私は、田舎の高校を卒業して小田急電鉄に就職しました。18歳で都会の雑踏に投げ込まれ、経堂駅のホームでラッシュの押し屋(電車に乗れない人をぎゅうぎゅう押し込む車掌の仕事のこと)、夜は泥酔してホームや車内に倒れている酔っ払い起こし。

けんかの仲裁やらんぼうな乗客への対応、キセルの摘発、事故や急病人への処置など、「社会人一年生で大切なことは、全て小田急で学んだ」と言っても過言ではありません。

駅を一年経験すると、車掌試験を受けることができます。無事に合格して見習い期間を経て、単独乗務をすることになりました。更に二年乗務して、今度はロマンスカー乗務の資格を得て、子供の頃から憧れていたロマンスカーの車掌になることができたのが22歳の時。

私の人生の輝きは恐らくこの頃がマックスだったことでしょう。当時は、バブル期で週末ともなると、ロマンスカーは満員御礼。プラチナチケットのような取りにくさです。車内のお客様の高揚感も半端なく、僅か1時間半の箱根までの車中が大宴会。喫煙車は煙もうもう。

私が乗務していた頃、11両編成のロマンスカーには、日東紅茶、森永の「走る喫茶室」のスタッフが8名も乗っていたのですから、今、車内販売が廃止のご時世からすると隔世の感があります。車内販売も飛ぶように売れていました。

そんなある日、事件は起きました。その日は、ゴールデンウィークの真っただ中、通常勤務が終わり、新宿から小田原までのロマンスカー往復の残業(増勤)を受けました。ロマンスカーは小田原に着き、座席を回転させて、小田原から新宿へ向かうお客様の乗車が始まりました。ロマンスカーは全車指定席。

ゴールデンウィークですから、もちろん満席なのですが、通路に立っている大勢の乗客が座る気配がありません。出発時間になったので、とりあえず、列車を出発させて車内に入ると、通路は帰省ラッシュの新幹線の自由席みたいな混雑です。

繰り返しますが、ロマンスカーは全車指定席で自由席や立席はありません。不穏な空気の中、

「お客様、どうされましたか?」

と聞くと、

「車掌さん、もう誰か座っているんだけど」。

よくあるんです。
席がだぶっていると申告がある場合、どちらかのチケットは日付を間違えているか、列車を間違えているか。

「確認しますねー」

と双方のチケットを確認すると、何度見返しても、どちらも正しい指定席券。完全にだぶっています。通路に溢れているお客様のチケットを確認すると、全員が正しい指定席券を持っていました。
そう、一番後ろの車両52席が全てダブっていたのです。

52席しかないのに104人に指定席を売っていたのです。そりゃあ、通路に溢れるよね。なんて呑気なことを言っている場合ではありません。
帽子をとり、平謝りをしながらチケットに払い戻しのサインをして、全員のサインが終わったら新宿駅着。

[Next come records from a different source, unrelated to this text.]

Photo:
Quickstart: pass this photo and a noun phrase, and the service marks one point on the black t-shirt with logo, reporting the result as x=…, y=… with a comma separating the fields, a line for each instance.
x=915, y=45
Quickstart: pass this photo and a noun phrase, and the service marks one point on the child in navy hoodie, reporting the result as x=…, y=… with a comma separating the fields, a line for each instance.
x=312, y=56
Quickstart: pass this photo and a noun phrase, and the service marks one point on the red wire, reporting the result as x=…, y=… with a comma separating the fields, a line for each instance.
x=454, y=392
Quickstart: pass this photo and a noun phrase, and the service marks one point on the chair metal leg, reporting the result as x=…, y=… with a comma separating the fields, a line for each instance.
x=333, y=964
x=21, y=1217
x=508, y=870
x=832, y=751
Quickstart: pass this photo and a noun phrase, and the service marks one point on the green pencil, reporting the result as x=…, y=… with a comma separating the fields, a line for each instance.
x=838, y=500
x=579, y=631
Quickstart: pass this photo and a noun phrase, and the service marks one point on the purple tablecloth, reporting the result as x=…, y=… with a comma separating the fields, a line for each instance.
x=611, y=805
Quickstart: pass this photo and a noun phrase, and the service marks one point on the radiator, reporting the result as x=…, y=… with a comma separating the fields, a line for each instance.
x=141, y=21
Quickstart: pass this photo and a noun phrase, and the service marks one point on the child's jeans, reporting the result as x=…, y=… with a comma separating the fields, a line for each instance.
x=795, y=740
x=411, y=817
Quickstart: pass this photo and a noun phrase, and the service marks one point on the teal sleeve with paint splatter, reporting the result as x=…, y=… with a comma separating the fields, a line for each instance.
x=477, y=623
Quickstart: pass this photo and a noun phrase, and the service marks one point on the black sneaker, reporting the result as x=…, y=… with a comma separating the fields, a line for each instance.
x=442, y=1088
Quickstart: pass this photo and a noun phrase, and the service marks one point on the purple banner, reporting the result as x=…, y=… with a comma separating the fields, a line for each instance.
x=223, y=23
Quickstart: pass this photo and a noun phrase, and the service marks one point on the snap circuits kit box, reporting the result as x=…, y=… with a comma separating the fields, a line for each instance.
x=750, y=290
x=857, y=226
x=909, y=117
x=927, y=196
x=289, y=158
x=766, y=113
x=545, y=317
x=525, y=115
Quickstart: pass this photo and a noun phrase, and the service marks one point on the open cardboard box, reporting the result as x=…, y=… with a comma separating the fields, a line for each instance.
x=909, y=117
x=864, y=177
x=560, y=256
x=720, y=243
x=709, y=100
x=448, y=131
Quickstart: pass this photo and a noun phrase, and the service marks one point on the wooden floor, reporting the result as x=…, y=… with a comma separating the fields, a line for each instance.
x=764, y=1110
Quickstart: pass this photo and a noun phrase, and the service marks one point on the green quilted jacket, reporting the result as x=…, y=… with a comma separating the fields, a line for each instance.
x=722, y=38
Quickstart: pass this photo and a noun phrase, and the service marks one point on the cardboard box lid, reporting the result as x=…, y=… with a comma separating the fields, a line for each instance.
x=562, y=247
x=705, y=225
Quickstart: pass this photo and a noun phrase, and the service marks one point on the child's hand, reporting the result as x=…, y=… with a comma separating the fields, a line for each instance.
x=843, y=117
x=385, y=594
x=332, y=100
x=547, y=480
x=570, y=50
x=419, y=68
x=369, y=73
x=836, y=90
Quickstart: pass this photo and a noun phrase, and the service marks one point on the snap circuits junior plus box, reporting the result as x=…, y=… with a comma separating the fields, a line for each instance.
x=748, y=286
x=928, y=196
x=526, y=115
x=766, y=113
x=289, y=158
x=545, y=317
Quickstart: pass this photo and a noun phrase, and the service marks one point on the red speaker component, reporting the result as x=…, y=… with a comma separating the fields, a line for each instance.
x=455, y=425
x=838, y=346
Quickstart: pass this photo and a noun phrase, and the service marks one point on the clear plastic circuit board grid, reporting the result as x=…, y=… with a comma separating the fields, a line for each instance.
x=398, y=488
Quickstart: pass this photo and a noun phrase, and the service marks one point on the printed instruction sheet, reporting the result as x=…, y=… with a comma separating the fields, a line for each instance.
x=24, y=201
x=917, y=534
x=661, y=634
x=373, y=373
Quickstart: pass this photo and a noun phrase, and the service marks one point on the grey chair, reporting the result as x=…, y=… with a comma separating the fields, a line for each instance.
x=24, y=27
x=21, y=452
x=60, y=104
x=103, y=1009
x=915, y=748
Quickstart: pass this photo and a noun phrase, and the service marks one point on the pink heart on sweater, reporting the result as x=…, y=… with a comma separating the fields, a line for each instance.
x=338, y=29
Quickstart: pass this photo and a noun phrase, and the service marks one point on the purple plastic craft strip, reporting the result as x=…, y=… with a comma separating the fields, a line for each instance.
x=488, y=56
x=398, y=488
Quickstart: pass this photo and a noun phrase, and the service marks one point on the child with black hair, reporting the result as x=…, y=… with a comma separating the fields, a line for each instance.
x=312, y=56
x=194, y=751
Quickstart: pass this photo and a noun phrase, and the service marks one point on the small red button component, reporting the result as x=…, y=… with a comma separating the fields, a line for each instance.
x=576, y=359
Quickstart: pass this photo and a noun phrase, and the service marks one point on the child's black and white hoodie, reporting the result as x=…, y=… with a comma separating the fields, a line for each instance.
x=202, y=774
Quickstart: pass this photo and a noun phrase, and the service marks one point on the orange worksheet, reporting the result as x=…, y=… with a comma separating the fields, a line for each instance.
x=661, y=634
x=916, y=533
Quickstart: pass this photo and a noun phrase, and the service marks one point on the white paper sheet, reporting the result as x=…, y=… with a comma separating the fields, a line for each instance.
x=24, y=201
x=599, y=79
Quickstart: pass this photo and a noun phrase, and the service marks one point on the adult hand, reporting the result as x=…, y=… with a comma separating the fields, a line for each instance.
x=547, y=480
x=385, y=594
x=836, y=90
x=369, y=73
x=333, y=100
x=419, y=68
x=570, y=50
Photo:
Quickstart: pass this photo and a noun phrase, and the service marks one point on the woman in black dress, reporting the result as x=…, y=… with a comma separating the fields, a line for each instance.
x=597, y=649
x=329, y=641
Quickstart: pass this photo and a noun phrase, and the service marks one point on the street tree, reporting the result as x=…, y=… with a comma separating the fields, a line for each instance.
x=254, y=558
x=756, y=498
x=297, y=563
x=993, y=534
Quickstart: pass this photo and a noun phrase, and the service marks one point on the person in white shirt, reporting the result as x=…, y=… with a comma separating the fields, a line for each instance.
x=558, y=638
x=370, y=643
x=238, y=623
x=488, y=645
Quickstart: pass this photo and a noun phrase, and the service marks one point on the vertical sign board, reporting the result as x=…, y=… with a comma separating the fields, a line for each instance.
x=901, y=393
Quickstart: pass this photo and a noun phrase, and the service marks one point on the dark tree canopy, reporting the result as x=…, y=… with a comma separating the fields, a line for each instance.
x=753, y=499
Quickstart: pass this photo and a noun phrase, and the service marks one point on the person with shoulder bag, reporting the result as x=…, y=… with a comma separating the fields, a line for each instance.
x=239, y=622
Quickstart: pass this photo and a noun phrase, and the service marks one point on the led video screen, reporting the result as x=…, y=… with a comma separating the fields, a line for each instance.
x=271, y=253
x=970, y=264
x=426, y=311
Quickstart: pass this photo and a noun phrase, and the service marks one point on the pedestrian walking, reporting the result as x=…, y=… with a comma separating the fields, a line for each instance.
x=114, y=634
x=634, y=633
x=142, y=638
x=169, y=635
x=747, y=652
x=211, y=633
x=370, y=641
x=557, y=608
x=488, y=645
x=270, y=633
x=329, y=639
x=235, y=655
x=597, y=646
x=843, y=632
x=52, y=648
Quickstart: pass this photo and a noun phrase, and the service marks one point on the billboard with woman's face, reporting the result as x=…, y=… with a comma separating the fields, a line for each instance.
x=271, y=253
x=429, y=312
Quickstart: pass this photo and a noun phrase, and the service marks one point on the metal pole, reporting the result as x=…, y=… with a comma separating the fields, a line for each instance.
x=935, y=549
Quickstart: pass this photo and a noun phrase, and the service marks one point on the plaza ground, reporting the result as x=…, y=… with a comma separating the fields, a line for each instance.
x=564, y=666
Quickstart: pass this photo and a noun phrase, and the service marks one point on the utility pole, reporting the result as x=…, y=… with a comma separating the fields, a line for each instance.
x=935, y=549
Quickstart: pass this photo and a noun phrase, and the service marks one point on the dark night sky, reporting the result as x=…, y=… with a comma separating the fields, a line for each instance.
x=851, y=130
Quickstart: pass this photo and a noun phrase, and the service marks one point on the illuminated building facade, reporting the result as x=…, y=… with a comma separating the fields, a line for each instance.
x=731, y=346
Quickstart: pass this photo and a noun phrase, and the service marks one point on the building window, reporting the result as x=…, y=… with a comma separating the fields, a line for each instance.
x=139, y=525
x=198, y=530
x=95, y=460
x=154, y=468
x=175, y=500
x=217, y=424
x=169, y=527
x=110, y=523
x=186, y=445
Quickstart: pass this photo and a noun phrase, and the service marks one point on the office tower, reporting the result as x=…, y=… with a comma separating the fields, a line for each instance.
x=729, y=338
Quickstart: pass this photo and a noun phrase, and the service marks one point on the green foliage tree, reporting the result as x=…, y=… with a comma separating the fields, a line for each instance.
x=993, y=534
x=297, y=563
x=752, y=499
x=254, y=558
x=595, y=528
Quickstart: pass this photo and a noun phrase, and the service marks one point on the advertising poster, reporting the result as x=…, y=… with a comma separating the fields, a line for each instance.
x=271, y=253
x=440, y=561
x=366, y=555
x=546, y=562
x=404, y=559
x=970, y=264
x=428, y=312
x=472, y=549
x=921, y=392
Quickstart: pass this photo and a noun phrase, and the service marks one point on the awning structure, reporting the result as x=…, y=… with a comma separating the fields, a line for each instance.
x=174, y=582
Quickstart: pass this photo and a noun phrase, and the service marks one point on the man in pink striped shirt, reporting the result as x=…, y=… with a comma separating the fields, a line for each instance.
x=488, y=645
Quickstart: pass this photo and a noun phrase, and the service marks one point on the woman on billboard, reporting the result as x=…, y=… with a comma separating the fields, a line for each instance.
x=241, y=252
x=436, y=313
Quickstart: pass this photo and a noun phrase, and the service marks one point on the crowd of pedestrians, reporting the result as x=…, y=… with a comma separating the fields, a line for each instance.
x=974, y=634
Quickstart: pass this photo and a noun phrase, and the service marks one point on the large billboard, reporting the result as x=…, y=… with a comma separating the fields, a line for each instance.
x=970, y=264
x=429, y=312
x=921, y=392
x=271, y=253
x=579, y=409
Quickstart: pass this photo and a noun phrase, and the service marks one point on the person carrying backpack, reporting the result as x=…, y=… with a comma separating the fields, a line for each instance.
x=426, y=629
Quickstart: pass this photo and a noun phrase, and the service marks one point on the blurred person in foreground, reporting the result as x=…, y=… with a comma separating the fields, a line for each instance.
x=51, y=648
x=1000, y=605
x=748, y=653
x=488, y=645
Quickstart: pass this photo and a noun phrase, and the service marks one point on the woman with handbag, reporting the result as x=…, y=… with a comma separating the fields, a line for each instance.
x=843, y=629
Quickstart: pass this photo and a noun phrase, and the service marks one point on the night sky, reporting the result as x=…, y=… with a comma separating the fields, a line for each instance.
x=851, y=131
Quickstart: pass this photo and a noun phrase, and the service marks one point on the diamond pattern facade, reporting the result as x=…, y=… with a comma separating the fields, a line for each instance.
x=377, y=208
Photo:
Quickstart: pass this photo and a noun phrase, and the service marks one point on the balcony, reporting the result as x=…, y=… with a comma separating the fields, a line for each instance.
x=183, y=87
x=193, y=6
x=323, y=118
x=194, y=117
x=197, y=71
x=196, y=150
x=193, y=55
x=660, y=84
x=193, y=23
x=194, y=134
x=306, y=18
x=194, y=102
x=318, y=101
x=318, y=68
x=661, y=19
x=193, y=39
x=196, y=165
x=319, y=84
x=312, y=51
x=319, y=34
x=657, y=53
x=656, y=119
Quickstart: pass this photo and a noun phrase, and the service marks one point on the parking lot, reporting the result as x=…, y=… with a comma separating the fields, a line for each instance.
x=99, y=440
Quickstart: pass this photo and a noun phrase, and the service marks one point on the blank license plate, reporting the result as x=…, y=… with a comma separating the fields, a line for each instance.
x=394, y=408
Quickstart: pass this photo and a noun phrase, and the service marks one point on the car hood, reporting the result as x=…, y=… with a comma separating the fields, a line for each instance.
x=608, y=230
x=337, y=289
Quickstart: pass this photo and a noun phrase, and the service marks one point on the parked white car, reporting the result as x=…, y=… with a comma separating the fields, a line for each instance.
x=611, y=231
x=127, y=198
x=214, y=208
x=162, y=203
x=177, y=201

なぜこんなことになってしまったのかというと、当時は全部の駅にコンピューターがなく、駅や代理店は電話で予約センターに予約照会をします。この電話が曲者で、言い間違い、聞き間違いが起きるのですね。

恐らく当時は今よりも社会が寛容で怒鳴られたり、新聞に投書されたり、SNSの拡散がなくて助かりました。今だったら、ネットニュースで炎上しますね。「あり得ない話」や「想定外」は油断したころ目の前に現れます。